Sleepwalking and spontaneous parapsychological experiences: a research note
Journal of Parapsychology, The, Dec, 1998 by Carlos S. Alvarado
There is a long tradition of the association between dissociative experiences and parapsychological experiences (e.g., Alvarado, 1998; Gauld, 1992). Recently, this association has been strengthened through studies linking psi experiences with scores on standardized measures of dissociative experiences (e.g., Pekala, Kumar, & Marcano, 1995; Richards, 1991). Another way of studying the relationship between parapsychological experiences and dissociation is by attempting to associate psi experiences with specific dissociative experiences that sometimes are not included in widely used dissociation scales. (For a review of dissociation scales, see Steinberg, 1996). One such experience sometimes included in discussions of dissociative phenomena is sleepwalking, or somnambulism (e.g., Putnam, 1989, pp. 17-19; on sleepwalking, see American Psychiatric Association, 1994, pp. 587-591). In the work briefly reported here it was predicted that participants who claimed to have had sleepwalking experiences would show higher frequencies of parapsychological experiences than participants who did not claim to have had sleepwalking experiences. Further methodological details appear in a previous publication that explores other aspects of the databases (Alvarado & Zingrone, 1997).
Two studies were conducted in which a questionnaire in Spanish with a true and false response format was used. It included, among other items, five questions about parapsychological experiences (waking ESP, dream ESP, apparitions, out-of-body experiences, and auras) and one question about somnambulism as follows: Some people have told me that I have sometimes walked in my sleep. The studies were conducted at the Centro Caribeno de Estudios Postgraduados, a private institute of graduate psychology studies in San Juan, Puerto Rico. In the first study, 120 questionnaires were collected by masters and doctoral degree students taking a graduate psychology course offered by the author. The students collected questionnaires among family, friends, and acquaintances outside the institution. In the second study, 52 questionnaires were collected by a colleague in two of his graduate courses. To measure frequency of psi experiences, an index was formed from the above-mentioned five questions, assigning a score of 1 for true and a score of 0 for false answers.
The composite parapsychological experiences measure produced scores with the following characteristics: Study 1 (N = 120, M = 2.03, Range: 0-5, SD = 1.59); and Study 2 (N = 52, M = 1.48, Range: 0-4, SD = 1.23). The frequency of positive replies to the sleepwalking question was 17 % for Study 1 (N = 119) and 24% for Study 2 (N = 51).

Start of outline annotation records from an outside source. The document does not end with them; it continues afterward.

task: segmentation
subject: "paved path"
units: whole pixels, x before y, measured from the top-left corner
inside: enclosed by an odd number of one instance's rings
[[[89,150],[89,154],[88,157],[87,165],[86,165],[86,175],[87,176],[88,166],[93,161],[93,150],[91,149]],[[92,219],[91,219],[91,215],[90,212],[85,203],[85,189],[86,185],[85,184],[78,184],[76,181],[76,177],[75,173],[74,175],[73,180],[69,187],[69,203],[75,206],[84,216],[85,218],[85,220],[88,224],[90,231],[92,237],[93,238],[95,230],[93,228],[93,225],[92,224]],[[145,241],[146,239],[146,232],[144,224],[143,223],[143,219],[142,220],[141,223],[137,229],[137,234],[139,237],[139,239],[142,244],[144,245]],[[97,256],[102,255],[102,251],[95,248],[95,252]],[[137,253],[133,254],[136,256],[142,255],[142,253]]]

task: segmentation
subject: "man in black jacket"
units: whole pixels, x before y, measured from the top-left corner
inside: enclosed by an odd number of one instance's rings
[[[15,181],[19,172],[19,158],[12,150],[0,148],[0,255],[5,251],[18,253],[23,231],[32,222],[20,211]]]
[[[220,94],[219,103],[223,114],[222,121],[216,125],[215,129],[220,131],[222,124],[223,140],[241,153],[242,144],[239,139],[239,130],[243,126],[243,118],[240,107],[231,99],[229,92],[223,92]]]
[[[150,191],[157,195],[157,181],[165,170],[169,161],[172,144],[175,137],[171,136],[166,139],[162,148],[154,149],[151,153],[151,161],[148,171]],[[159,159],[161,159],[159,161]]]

In the first study, those participants who replied affirmatively to the sleepwalking question (N = 20) obtained a mean of parapsychological experiences of 2.60, as compared to a mean of 1.94 for those who replied negatively, (N = 99), t(117) = 1.70, p = .045 (one-tailed), r = .16. In the second study, those with sleepwalking experiences (N = 12) obtained a mean of parapsychological experiences of 2.00, as compared to a mean of 1.28 for those without, N = 39, t(49) = 1.80, p = .039 (one-tailed), r = .25. The combined assessment of the p values in both studies produced a Stouffer z of 2.45, p = .01 (one-tailed). The combined effect size, using a Fisher z transformation (Rosenthal & Rosnow, 1991, p. 498), was .21. The difference between the effect sizes of Study 1 (r = .16) and Study 2 (r = .25) was not significant, z = -.52, p = .603 (two-tailed).
The results support the idea that sleepwalking is related to the frequency of parapsychological experiences. This, in turn, provides further evidence of a low-magnitude association between parapsychological experiences and dissociation. Further work should be conducted using better measures of sleepwalking, probing both for the frequency of experiences and for the stage in the experiencer's life in which sleepwalking took place or was most frequent. Habitual sleepwalkers should also be compared to nonsleepwalkers in future studies. It would also be of interest to expand the search for correlates of parapsychological experiences to other forms of dissociation such as depersonalization experiences, the practice of automatic writing or other motor automatisms, spontaneous trances, conversion symptoms, and the many other experiences that form part of the domain of dissociation. Regarding parapsychological experiences, we may also study the experiences themselves so as to categorize them according to their evidentiality and authenticity. One goal is to find a correlation between dissociation and experiences that seem to be veridical and evidential, another is to correlate dissociation to attributions with no evidence to support them, or to experiences that may be better explained as concidences or that are otherwise conventionally explainable. Further studies could involve interviewing the experiencers, as well as taking the study to the laboratory.